Inked Easter card
Posted by TheDocraftsTeam, 07 Apr, 2017
Craft this sunny, bright Easter card that can be whipped up in a hop, skip and a jump. The card combines an airy, fun sentiment and a clever and inking and masking technique... easy, breezy!
1. Trim a white A5 card blank to measure a 15cm square. Position the largest circle nesting die into the centre of the card front and secure in place with a little craft tape. Run through your Xpress machine (with the card open, to ensure you only cut through the front) to make a circular aperture. Round all four corners with an Xcut corner punch.
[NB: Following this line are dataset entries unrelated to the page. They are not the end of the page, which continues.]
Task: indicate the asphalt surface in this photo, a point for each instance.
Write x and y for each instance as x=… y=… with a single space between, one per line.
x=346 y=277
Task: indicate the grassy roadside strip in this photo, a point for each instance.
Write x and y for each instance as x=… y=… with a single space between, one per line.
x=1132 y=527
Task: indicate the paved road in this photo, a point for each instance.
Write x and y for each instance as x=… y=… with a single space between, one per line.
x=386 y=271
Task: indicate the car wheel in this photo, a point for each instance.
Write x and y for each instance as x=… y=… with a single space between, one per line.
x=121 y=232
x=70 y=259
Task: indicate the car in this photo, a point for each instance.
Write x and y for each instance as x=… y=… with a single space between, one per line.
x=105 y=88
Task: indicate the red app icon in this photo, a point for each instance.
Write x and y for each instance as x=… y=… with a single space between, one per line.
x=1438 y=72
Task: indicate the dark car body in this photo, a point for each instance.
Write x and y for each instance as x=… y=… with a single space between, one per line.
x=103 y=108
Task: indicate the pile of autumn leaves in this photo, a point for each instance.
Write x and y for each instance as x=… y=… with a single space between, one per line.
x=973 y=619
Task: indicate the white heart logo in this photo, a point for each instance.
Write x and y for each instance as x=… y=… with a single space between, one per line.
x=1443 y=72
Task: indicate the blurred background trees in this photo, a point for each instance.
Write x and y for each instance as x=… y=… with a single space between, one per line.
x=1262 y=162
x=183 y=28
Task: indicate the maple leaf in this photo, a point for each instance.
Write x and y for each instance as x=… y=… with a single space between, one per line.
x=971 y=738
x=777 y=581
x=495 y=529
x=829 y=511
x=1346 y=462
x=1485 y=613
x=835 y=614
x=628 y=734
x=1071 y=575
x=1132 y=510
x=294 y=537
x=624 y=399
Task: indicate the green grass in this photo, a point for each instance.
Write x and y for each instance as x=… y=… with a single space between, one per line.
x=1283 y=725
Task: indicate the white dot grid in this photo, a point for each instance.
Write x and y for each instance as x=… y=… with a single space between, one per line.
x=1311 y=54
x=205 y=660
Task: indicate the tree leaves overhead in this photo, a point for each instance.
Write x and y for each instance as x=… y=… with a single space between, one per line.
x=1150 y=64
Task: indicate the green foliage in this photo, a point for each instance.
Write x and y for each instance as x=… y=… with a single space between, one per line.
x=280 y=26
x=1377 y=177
2. Die cut ‘Happy Easter’ from Xcut Xtras A5 Adhesive Wood Effect Sheets, using both the upper and lower case script dies. De-tack the adhesive slightly by rubbing against a cloth or your clothing. Draw two faint pencil lines on the inside of the card, marking through the aperture as a guide. Starting with the ‘T’ from ‘Easter’, place the word on the lower line, centrally inside the aperture. Work outwards with the other letters.
3. Repeat the process with the word ‘Happy’. Erase your two pencil lines once the letters are all in place. Don’t press too hard – you want to be able to remove the letters afterwards! Select yellow, blue and green ink pads (or any colour combination that you like) and start to ink over and around the lettering with the lightest shade. Make sure that none of the letters move when you do so.
4. Work around in a circle, blending the ink colours as you go to create an ombré effect. Once you’re happy with the coverage, remove the letters very carefully. If you want to be sure that nothing smudges, wait until the ink has dried before moving anything.
5. Die cut some teeny tiny ﬂ owers from white cardstock and shade with the same blue and yellow ink pads. Shape each bloom, curving the petals upwards to make a rounded, cupped shape. Once each one is fully dry, position around the aperture on the card front using mini 3D foam pads. Group in threes, randomly dispersed around the white space. Place a small silver adhesive gem in the centre of each ﬂower; using slightly bigger ones for the blue blooms and tiny gems for the yellow.